No Me Vuelvo a Enamorar (Prosa)

Ya recorrí ese camino del amor una vez y conozco cada una de sus trampas. Sé cómo empieza: con una mirada que parece distinta a todas las demás, con una palabra sencilla que encuentra el lugar exacto donde habita la esperanza, con una promesa silenciosa que nadie pronuncia pero que ambos creen escuchar. Todo parece luminoso al principio. El corazón se vuelve un viajero imprudente que confunde los espejismos con oasis verdaderos y abre todas sus ventanas antes de saber que vientos habrán de entrar.

Pero también conozco cómo termina. He visto cómo las ilusiones se agrietan lentamente, como un cristal fino que nadie nota romperse hasta que ya está hecho pedazos. He escuchado el eco de las despedidas que llegan disfrazadas de excusas, de silencios cada vez más largos, de ausencias que se vuelven costumbre. He sentido el peso de esperar una voz que no llega y de sostener recuerdos que poco a poco dejan de pertenecer al presente.

Por eso hoy camino con cautela. No porque haya olvidado amar, sino porque aprendí el precio de entregar el alma a quien no sabe cuidarla. Hay cicatrices que no se ven en la piel, pero que enseñan más que cualquier libro. Son marcas invisibles que aparecen cuando una canción trae de regreso una historia terminada, cuando una fecha cualquiera despierta una nostalgia dormida o cuando una calle conocida recuerda una promesa que nunca llegó a cumplirse.

No me vuelvo a enamorar otra vez. Lo repito como quien cierra una puerta en medio de una tormenta. Lo digo para convencer a mi memoria de que ya no debe regresar a los lugares donde fue herida. Lo digo para que mis noches entiendan que no quiero volver a construir castillos sobre nubes pasajeras. Lo digo porque aprendí que no toda compañía evita la soledad y que a veces el abandono comienza mucho antes de la despedida.

He conocido las palabras dulces que se evaporan con el tiempo. He visto juramentos perderse como hojas arrastradas por el viento. He descubierto que algunas personas llegan a nuestras vidas con la intensidad de un incendio y se marchan dejando solamente cenizas. Y aunque durante mucho tiempo creí que el amor era un refugio, entendí que también puede convertirse en una tormenta cuando se entrega a las manos equivocadas.

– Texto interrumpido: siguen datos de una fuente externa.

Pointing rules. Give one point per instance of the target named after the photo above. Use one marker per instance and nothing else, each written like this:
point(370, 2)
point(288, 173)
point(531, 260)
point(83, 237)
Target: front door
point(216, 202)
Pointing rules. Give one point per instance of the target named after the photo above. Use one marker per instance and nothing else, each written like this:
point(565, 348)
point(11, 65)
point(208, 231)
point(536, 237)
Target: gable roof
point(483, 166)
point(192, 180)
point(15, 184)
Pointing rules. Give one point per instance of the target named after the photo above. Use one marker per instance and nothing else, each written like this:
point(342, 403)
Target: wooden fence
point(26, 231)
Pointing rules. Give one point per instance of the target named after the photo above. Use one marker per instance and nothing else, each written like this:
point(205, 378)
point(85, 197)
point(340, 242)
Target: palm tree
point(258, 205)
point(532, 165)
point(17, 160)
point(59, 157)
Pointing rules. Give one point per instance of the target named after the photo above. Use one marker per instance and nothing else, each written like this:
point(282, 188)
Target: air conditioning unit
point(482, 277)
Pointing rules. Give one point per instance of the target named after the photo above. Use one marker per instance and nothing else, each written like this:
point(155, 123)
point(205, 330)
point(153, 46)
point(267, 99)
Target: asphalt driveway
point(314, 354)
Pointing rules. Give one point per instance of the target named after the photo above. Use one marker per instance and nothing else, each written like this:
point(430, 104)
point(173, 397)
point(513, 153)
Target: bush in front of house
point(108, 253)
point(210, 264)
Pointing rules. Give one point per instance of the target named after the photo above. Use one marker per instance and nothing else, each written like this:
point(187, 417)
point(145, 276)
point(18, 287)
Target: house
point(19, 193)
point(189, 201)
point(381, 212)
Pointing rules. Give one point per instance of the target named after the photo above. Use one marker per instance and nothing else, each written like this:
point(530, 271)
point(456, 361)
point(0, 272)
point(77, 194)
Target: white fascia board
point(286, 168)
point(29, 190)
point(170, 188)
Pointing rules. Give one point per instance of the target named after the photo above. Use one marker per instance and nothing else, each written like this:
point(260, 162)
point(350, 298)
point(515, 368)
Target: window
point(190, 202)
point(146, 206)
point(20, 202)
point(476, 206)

Ahora prefiero la serenidad de mi propia compañía. Prefiero las mañanas sin incertidumbre y las noches sin preguntas. Prefiero escuchar el murmullo tranquilo de mis pensamientos antes que el ruido de falsas promesas. Hay una paz extraña en dejar de perseguir aquello que siempre se aleja. Hay una libertad silenciosa en dejar de esperar milagros de quienes nunca tuvieron intención de quedarse.

No me vuelvo a enamorar otra vez. No porque el amor no exista, sino porque ya no quiero confundir los sueños con la realidad. Ya no quiero vestir de eternidad lo que apenas es un instante. Ya no quiero entregar mis mejores emociones a quien las considere un detalle sin importancia. He aprendido a guardar para mí la parte más vulnerable de mi corazón, esa que antes ofrecía sin reservas y que tantas veces regresó herida.

Que otros persigan estrellas fugaces y las llamen destino. Que otros crean en promesas escritas sobre el agua. Yo me quedo aquí, observando el horizonte con la calma de quien ha sobrevivido a sus propias tormentas. Ya no necesito que alguien complete mis días ni que dé sentido a mis caminos. He descubierto que la verdadera fortaleza nace cuando uno aprende a sostenerse por sí mismo.

Y si alguna vez la nostalgia intenta convencerme de volver atrás, recordaré todo lo aprendido. Recordaré las lágrimas ocultas detrás de las sonrisas, las esperas interminables, las palabras vacías y las despedidas inesperadas. Recordaré que el corazón merece descanso después de tantas batallas.

Por eso, mientras la noche avanza y el tiempo sigue su curso inevitable, hago una promesa sencilla a mi propia alma: cuidaré de ella mejor que nadie. La protegeré de las falsas esperanzas y de los espejismos disfrazados de felicidad. Y aunque el mundo insista en cantar las virtudes del amor, yo responderé con la serenidad de quien ya conoce sus riesgos.

No me vuelvo a enamorar otra vez. Quizá mañana cambie el rumbo de los vientos, quizá el destino escriba nuevas historias, quizá la vida tenga otros planes. Pero esta noche, y en este instante, mi corazón descansa libre de cadenas, libre de expectativas y libre de promesas rotas. Esta noche elijo la paz. Y por primera vez en mucho tiempo, esa paz es suficiente.